NCL: Etwa 700 Kinder in Deutschland sind unheilbar erkrankt
Die Großmutter verließ das Zimmer mit dem brüllenden Enkelkind. Saeed ließ sich nicht beruhigen. Sein Weinen hallte durch den Flur, drang durch die geschlossene Tür. Dahinter saß Kada Saeed. Sie blieb im Raum zurück. Ratlos. „Und was bedeutet das jetzt? Muss er Tabletten nehmen?“, fragte sie. Dann sagte die Ärztin den Satz, der der jungen Mutter das Herz zerriss. Es nicht nur in zwei teilte, sondern in Tausend kleine Stücke zerspringen ließ: „Für diese Erkrankung gibt es keine Heilung.“
Keine. Heilung. Die beiden Worte kreisten endlos durch ihren Kopf. Keine. Heilung. Dann realisierte sie: „Oh mein Gott, mein Kind stirbt!“ Der Raum fing an, sich zu drehen. Die Erklärungen der Ärztin, alles, was sie über diese tödliche Krankheit erzählte, nahm Kada Saeed nicht mehr richtig wahr. Sie kann sich nicht mehr erinnern, wie sie damals nach Hause gekommen ist. Nur, dass sie sich ins Bett legte und anfing zu googeln. Alles las über NCL. Diese kaum bekannte, seltene Stoffwechselerkrankung, die durch eine Genmutation verursacht wird. Laut der NCL-Stiftung sind in Deutschland rund 700 Kinder erkrankt.
Die Krankheit NCL
Die Neuronale Ceroid-Lipofuszinose (kurz: NCL) ist eine seltene Stoffwechselerkrankung, die durch eine Genmutation hervorgerufen wird. Der Fehler im Erbmaterial führt dazu, dass sich ein wachsartiger Stoff in den Nervenzellen ansammelt und nicht abgebaut werden kann. Als Folge sterben die Nervenzellen ab. Besonders betroffen sind jene im Gehirn und von der Netzhaut im Auge. Deswegen entwickeln Kinder, die an NCL erkrankt sind, häufig zuerst eine Sehschwäche.

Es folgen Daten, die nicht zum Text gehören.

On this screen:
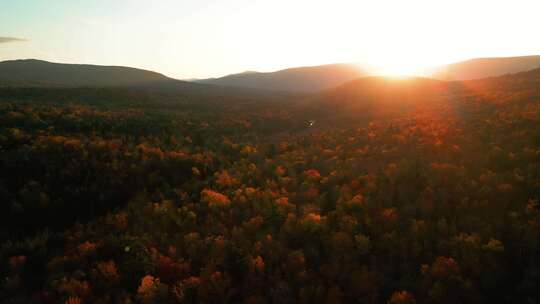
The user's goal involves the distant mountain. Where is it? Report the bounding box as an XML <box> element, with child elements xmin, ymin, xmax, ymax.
<box><xmin>0</xmin><ymin>59</ymin><xmax>182</xmax><ymax>87</ymax></box>
<box><xmin>0</xmin><ymin>59</ymin><xmax>300</xmax><ymax>105</ymax></box>
<box><xmin>191</xmin><ymin>64</ymin><xmax>368</xmax><ymax>92</ymax></box>
<box><xmin>428</xmin><ymin>56</ymin><xmax>540</xmax><ymax>80</ymax></box>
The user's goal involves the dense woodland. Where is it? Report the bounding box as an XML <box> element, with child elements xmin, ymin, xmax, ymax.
<box><xmin>0</xmin><ymin>71</ymin><xmax>540</xmax><ymax>304</ymax></box>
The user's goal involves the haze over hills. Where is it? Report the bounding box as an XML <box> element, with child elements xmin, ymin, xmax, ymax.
<box><xmin>429</xmin><ymin>56</ymin><xmax>540</xmax><ymax>80</ymax></box>
<box><xmin>0</xmin><ymin>59</ymin><xmax>300</xmax><ymax>105</ymax></box>
<box><xmin>195</xmin><ymin>64</ymin><xmax>370</xmax><ymax>92</ymax></box>
<box><xmin>0</xmin><ymin>59</ymin><xmax>187</xmax><ymax>87</ymax></box>
<box><xmin>0</xmin><ymin>56</ymin><xmax>540</xmax><ymax>93</ymax></box>
<box><xmin>192</xmin><ymin>56</ymin><xmax>540</xmax><ymax>92</ymax></box>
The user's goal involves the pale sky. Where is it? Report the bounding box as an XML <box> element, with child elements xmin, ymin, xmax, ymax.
<box><xmin>0</xmin><ymin>0</ymin><xmax>540</xmax><ymax>79</ymax></box>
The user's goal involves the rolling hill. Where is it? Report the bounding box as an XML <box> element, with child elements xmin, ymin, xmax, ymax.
<box><xmin>0</xmin><ymin>59</ymin><xmax>188</xmax><ymax>87</ymax></box>
<box><xmin>195</xmin><ymin>64</ymin><xmax>369</xmax><ymax>92</ymax></box>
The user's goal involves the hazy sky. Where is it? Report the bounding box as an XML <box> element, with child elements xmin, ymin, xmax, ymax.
<box><xmin>0</xmin><ymin>0</ymin><xmax>540</xmax><ymax>78</ymax></box>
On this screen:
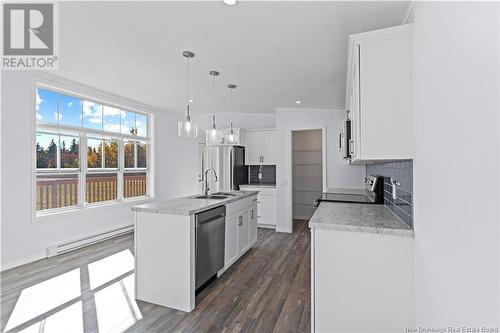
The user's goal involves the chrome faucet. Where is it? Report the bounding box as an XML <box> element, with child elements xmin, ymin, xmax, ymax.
<box><xmin>205</xmin><ymin>168</ymin><xmax>219</xmax><ymax>195</ymax></box>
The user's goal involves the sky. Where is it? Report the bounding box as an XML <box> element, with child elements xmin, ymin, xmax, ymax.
<box><xmin>36</xmin><ymin>88</ymin><xmax>147</xmax><ymax>147</ymax></box>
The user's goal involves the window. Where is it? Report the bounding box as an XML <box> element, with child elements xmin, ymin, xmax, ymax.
<box><xmin>35</xmin><ymin>87</ymin><xmax>151</xmax><ymax>213</ymax></box>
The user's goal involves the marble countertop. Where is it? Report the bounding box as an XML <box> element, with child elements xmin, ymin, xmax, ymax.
<box><xmin>240</xmin><ymin>184</ymin><xmax>276</xmax><ymax>188</ymax></box>
<box><xmin>132</xmin><ymin>191</ymin><xmax>259</xmax><ymax>215</ymax></box>
<box><xmin>309</xmin><ymin>202</ymin><xmax>413</xmax><ymax>236</ymax></box>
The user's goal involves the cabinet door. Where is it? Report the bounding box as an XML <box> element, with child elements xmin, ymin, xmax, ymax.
<box><xmin>245</xmin><ymin>132</ymin><xmax>262</xmax><ymax>165</ymax></box>
<box><xmin>237</xmin><ymin>210</ymin><xmax>250</xmax><ymax>256</ymax></box>
<box><xmin>359</xmin><ymin>35</ymin><xmax>413</xmax><ymax>160</ymax></box>
<box><xmin>249</xmin><ymin>205</ymin><xmax>257</xmax><ymax>245</ymax></box>
<box><xmin>224</xmin><ymin>215</ymin><xmax>239</xmax><ymax>269</ymax></box>
<box><xmin>348</xmin><ymin>45</ymin><xmax>361</xmax><ymax>160</ymax></box>
<box><xmin>262</xmin><ymin>130</ymin><xmax>276</xmax><ymax>165</ymax></box>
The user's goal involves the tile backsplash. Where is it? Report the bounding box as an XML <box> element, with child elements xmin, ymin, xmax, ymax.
<box><xmin>366</xmin><ymin>160</ymin><xmax>413</xmax><ymax>228</ymax></box>
<box><xmin>248</xmin><ymin>165</ymin><xmax>276</xmax><ymax>184</ymax></box>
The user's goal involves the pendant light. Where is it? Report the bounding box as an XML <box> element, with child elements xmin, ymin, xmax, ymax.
<box><xmin>205</xmin><ymin>71</ymin><xmax>221</xmax><ymax>146</ymax></box>
<box><xmin>224</xmin><ymin>83</ymin><xmax>240</xmax><ymax>145</ymax></box>
<box><xmin>177</xmin><ymin>51</ymin><xmax>198</xmax><ymax>138</ymax></box>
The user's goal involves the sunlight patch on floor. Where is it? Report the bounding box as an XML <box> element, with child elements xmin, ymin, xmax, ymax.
<box><xmin>5</xmin><ymin>269</ymin><xmax>82</xmax><ymax>331</ymax></box>
<box><xmin>88</xmin><ymin>250</ymin><xmax>135</xmax><ymax>290</ymax></box>
<box><xmin>94</xmin><ymin>274</ymin><xmax>142</xmax><ymax>333</ymax></box>
<box><xmin>20</xmin><ymin>301</ymin><xmax>83</xmax><ymax>333</ymax></box>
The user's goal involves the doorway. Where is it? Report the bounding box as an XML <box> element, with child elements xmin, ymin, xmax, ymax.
<box><xmin>291</xmin><ymin>129</ymin><xmax>325</xmax><ymax>231</ymax></box>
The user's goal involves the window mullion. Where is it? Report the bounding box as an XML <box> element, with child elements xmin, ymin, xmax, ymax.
<box><xmin>80</xmin><ymin>134</ymin><xmax>87</xmax><ymax>206</ymax></box>
<box><xmin>116</xmin><ymin>140</ymin><xmax>125</xmax><ymax>200</ymax></box>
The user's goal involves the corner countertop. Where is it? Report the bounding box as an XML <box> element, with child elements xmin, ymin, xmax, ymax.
<box><xmin>132</xmin><ymin>191</ymin><xmax>259</xmax><ymax>215</ymax></box>
<box><xmin>309</xmin><ymin>202</ymin><xmax>413</xmax><ymax>236</ymax></box>
<box><xmin>240</xmin><ymin>183</ymin><xmax>276</xmax><ymax>188</ymax></box>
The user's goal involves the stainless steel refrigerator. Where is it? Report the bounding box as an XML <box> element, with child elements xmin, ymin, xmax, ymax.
<box><xmin>203</xmin><ymin>146</ymin><xmax>248</xmax><ymax>193</ymax></box>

Umgangssprachlich wird die Erkrankung auch Kinderdemenz genannt. Sie wird von Eltern vererbt, die in der Regel nicht selbst erkrankt sind. Sie tragen neben der gesunden Erbanlage auch eine fehlerhafte in sich. Wird von beiden Elternteilen die fehlerhafte Anlage weitervererbt, erkrankt das Kind. Die Wahrscheinlichkeit liegt laut Bundesärztekammer bei 1 zu 4.
Es sind mehr als zehn verschiedene NCL-Formen bekannt. Einige Formen treten schon bei Säuglingen auf, andere erst bei Schulkindern oder gar jungen Erwachsenen. Die Krankheitszeichen sind bei allen ähnlich: Die Sehkraft verschlechtert sich bis zur Blindheit. Bereits erlernte Fähigkeiten wie Sprechen, Lesen oder Rechnen gehen wieder verloren. Die Muskeln werden schwächer und die Kinder können nicht mehr laufen. Auch Kauen und Schlucken fallen zunehmend schwerer. Ein typisches Symptom sind außerdem epileptische Anfälle.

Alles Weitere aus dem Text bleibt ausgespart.